Je dois continuer à vivre malgré tout : préparer les tartines le matin, courir après le bus TEC pour aller au boulot, sourire aux patients alors que j’ai envie de hurler. Ma mère m’appelle tous les soirs : « Anne, tu dois être forte pour tes enfants. Les hommes sont tous pareils… » Mais je n’ai pas envie d’être forte. J’ai envie de m’effondrer.

Un soir, alors que je range la vaisselle, Louise s’approche timidement.

« Maman… Tu crois que c’est de ma faute ? »

Je m’accroupis devant elle, les larmes aux yeux : « Jamais, ma chérie. Ce n’est la faute de personne sauf de papa et moi. Toi et Maxime, vous n’y êtes pour rien. »

Mais au fond de moi, je me demande : qu’est-ce que j’ai raté ? Est-ce que j’ai trop travaillé ? Pas assez écouté Benoît ? Est-ce que c’est parce que j’ai pris du poids après Maxime ?

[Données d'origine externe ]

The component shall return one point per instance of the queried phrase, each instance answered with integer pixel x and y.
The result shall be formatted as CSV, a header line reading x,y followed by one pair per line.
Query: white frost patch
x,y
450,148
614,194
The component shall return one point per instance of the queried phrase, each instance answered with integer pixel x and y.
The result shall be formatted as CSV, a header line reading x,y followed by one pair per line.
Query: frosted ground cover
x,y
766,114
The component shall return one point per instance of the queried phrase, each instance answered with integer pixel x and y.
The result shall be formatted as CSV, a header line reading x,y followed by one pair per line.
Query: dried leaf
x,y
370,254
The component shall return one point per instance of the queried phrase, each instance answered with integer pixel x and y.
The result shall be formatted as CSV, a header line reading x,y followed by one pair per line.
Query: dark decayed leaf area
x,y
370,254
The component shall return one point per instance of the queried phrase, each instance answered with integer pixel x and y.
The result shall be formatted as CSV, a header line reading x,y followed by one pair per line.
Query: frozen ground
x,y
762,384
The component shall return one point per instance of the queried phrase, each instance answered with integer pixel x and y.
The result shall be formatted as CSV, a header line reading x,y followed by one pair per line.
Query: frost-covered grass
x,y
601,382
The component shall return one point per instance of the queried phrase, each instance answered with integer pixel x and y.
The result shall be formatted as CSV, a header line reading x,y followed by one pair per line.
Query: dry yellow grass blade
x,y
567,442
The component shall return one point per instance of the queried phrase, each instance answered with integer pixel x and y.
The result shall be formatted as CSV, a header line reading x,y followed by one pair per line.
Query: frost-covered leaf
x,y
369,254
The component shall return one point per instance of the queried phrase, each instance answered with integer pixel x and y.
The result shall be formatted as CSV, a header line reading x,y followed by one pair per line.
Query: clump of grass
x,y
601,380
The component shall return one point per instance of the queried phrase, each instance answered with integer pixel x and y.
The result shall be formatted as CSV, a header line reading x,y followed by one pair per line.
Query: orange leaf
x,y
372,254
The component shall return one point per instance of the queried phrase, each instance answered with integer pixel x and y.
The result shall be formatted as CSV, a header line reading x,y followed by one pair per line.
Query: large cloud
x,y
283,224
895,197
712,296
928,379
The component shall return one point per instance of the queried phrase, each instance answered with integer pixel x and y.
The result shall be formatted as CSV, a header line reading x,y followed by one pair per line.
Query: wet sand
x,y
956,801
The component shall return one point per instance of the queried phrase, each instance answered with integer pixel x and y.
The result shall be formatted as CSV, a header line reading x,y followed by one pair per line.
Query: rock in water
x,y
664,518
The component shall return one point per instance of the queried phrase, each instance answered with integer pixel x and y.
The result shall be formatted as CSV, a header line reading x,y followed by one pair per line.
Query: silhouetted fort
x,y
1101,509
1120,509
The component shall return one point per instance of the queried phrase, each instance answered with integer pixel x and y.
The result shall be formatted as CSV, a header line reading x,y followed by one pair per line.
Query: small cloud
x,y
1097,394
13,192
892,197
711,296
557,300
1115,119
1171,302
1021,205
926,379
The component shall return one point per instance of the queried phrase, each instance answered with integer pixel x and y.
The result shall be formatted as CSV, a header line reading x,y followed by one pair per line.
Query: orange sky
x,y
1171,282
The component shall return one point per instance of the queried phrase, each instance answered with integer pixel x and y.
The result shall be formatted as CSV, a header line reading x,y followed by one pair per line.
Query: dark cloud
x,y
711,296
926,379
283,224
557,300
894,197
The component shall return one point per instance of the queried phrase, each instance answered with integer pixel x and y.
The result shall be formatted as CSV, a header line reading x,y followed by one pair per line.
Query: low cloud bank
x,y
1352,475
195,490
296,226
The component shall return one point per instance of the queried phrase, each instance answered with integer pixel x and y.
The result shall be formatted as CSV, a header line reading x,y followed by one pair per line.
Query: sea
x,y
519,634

Les semaines passent et la procédure de divorce commence. Benoît vient chercher ses affaires un samedi matin. Il évite mon regard, prend ses chemises et ses livres sur le foot d’Anderlecht. Il laisse derrière lui une odeur familière qui me serre le cœur.

Ma sœur Isabelle débarque avec des gaufres et du café : « On va s’en sortir ensemble, Anne. Tu n’es pas seule. » Mais je me sens seule comme jamais.

Au travail, mes collègues essaient de me changer les idées : « Viens boire un verre au Delirium ce soir ! » Mais je décline toujours. Je n’ai pas envie de voir des couples heureux ou des jeunes qui rient sans se soucier du lendemain.

Un soir d’orage, alors que je rentre sous la pluie à pied parce que ma voiture est encore chez le garagiste (merci les routes wallonnes pleines de nids-de-poule), je croise Benoît et Sophie main dans la main devant le cinéma Caméo. Ils ne me voient pas. Je me cache derrière mon parapluie et j’ai envie de disparaître.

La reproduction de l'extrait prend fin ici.